Yüz binlerce şehidin kanlarıyla sulanmış bulunan Balkan toprakları bizim vatanımızdır. Biz Müslüman Türkler 500 yılı aşkın o topraklarda adalet ile hüküm sürdük. Avrupa’ya ilimi, irfanı, yıkanmayı, medeniyeti kısacası “insanlığı” öğrettik. Türkistan’dan gelip Anadolu’yu vatan yapanların içinden yine en beceriklilerini, en yiğitlerini seçip Balkanları-Rumeli’yi vatan yapmaları için gönderdik. Biz, Avrupalılara insan olmayı öğretirken, onlar bizi nasıl yok edeceklerinin planlarını yaptılar. Yine de yılmadık…
Komitacıları devlet adamlarımızı şehit etti, çeteleri köylerimizi bastı, Anadolu’ya kaçanlara bile acımadılar da yolda yakaladıklarını ya diri diri yaktılar, ya kazıklara geçirdiler. Bunlara tarih şahittir. Dedeler, nineler şahittir…

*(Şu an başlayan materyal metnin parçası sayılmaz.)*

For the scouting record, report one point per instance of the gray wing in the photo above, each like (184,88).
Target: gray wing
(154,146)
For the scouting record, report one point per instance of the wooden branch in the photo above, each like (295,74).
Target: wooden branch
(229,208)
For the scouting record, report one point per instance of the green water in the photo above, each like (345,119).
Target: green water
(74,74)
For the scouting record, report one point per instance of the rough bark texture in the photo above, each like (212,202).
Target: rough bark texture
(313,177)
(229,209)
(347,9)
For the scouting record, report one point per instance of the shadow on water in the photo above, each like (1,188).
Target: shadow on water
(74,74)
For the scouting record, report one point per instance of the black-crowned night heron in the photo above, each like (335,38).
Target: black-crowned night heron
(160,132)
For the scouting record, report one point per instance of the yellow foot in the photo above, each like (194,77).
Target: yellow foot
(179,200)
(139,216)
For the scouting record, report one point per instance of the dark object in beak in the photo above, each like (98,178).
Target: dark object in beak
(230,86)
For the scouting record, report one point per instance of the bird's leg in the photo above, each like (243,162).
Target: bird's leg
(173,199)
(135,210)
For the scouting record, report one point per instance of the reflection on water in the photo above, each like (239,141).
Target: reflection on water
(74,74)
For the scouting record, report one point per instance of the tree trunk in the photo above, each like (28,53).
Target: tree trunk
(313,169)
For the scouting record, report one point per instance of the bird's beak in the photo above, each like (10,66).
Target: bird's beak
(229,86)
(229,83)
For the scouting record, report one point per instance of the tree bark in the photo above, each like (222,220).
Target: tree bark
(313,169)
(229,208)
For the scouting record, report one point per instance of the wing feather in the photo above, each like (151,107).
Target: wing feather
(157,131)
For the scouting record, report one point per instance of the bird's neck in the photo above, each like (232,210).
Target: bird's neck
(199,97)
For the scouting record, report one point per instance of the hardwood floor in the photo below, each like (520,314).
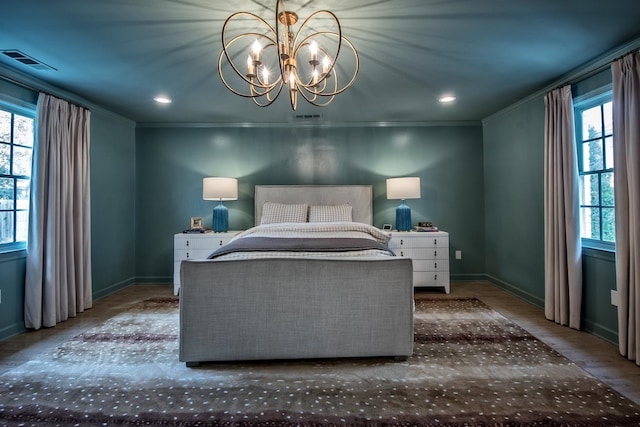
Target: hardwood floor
(596,356)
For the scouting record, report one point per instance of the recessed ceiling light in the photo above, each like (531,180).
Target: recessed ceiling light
(162,100)
(447,99)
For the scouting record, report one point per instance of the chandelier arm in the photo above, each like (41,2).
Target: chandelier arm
(335,72)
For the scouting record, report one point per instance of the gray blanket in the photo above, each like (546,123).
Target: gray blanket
(293,244)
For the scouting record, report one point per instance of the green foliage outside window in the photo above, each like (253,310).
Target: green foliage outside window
(595,149)
(16,148)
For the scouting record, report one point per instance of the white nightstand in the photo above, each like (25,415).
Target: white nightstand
(429,251)
(195,246)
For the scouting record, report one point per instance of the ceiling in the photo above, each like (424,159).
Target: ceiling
(120,54)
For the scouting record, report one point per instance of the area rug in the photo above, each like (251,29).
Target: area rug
(471,367)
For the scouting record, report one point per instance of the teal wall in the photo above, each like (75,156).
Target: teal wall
(113,203)
(171,163)
(514,203)
(112,218)
(514,197)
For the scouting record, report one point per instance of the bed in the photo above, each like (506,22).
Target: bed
(270,296)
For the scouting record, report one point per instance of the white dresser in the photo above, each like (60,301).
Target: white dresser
(195,246)
(430,254)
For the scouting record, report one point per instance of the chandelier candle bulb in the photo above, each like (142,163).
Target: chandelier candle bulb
(256,48)
(250,68)
(313,49)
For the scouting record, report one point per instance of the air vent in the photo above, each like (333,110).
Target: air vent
(27,60)
(308,117)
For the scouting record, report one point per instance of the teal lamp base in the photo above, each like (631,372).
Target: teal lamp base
(220,218)
(403,217)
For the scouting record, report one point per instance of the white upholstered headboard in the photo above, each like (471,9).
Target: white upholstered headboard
(358,196)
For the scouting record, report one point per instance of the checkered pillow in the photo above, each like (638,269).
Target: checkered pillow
(273,213)
(330,213)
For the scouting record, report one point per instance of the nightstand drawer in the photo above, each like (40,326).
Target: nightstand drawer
(197,241)
(431,279)
(418,240)
(430,265)
(423,253)
(180,254)
(195,246)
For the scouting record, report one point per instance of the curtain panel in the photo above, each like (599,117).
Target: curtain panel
(58,276)
(563,251)
(626,155)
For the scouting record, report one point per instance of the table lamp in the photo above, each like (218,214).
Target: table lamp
(218,188)
(403,188)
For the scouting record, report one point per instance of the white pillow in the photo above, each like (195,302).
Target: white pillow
(330,213)
(273,213)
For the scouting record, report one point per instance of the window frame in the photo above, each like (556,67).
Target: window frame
(29,111)
(582,103)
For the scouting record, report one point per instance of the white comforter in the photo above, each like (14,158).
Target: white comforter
(312,230)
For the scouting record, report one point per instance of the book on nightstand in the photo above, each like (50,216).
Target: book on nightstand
(432,228)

500 yılda vatan yaptığımız Balkan Yarımadası’nı bir kaç ayda yitirdik…
***
Aradan neredeyse yüz yıl geçti ama ne zulüm bitti Bakanlarda, ne de kan dindi. Daha Belene işkence kampında yapılan insan hakları ihlalleri dün gibi hatırımızda,
Bosna’da, Kosova’da yaşanan vahşet aklımızdan çıkmıyor. Batı Trakya’da Yunanistan, hâlâ Türkleri yok sayıyor da “Müslüman Rum” gibi kendilerinin bile inanmadığı yalanları uyduruyorlar…
Homeros’u, Herkül’ü gençlerimize öğrettiğimiz kadar bir Kuşçubaşı Eşrefi öğretemiyoruz…
Yazık?…
Ama şimdi elimizde bir imkân var! Balkanlarda Türkiye’den sonra en yoğun Türk nüfusun yaşadığı Bulgaristan’da Türkler iktidar ortağı.
Bugün Bulgaristan Bakanlar Kurulu’nda Türkler de temsil ediliyorlar. 7,5 milyon kûsur nüfuslu Bulgaristan’da neredeyse 2,5 milyon Türk yaşıyor. Bu soydaşlarımızın Bulgaristan devleti vatandaşı olarak huzur ve mutluluk içinde müreffeh bir hayat sürmesinin kime ne zararı olabilir?
İki komşu ülke arasında dostluk ve işbirliğinin artması hem Bulgaristan’a hem de Türkiye’ye yarar sağlamaz mı? Güvenlik alanında, ekonomi alanında dostlukların kurulması fena mı olur? Öyle ise yapılacak şey belli… Bulgaristan’da 5 Temmuz’da seçimler var. Milletvekilleri yeniden belirlenecek.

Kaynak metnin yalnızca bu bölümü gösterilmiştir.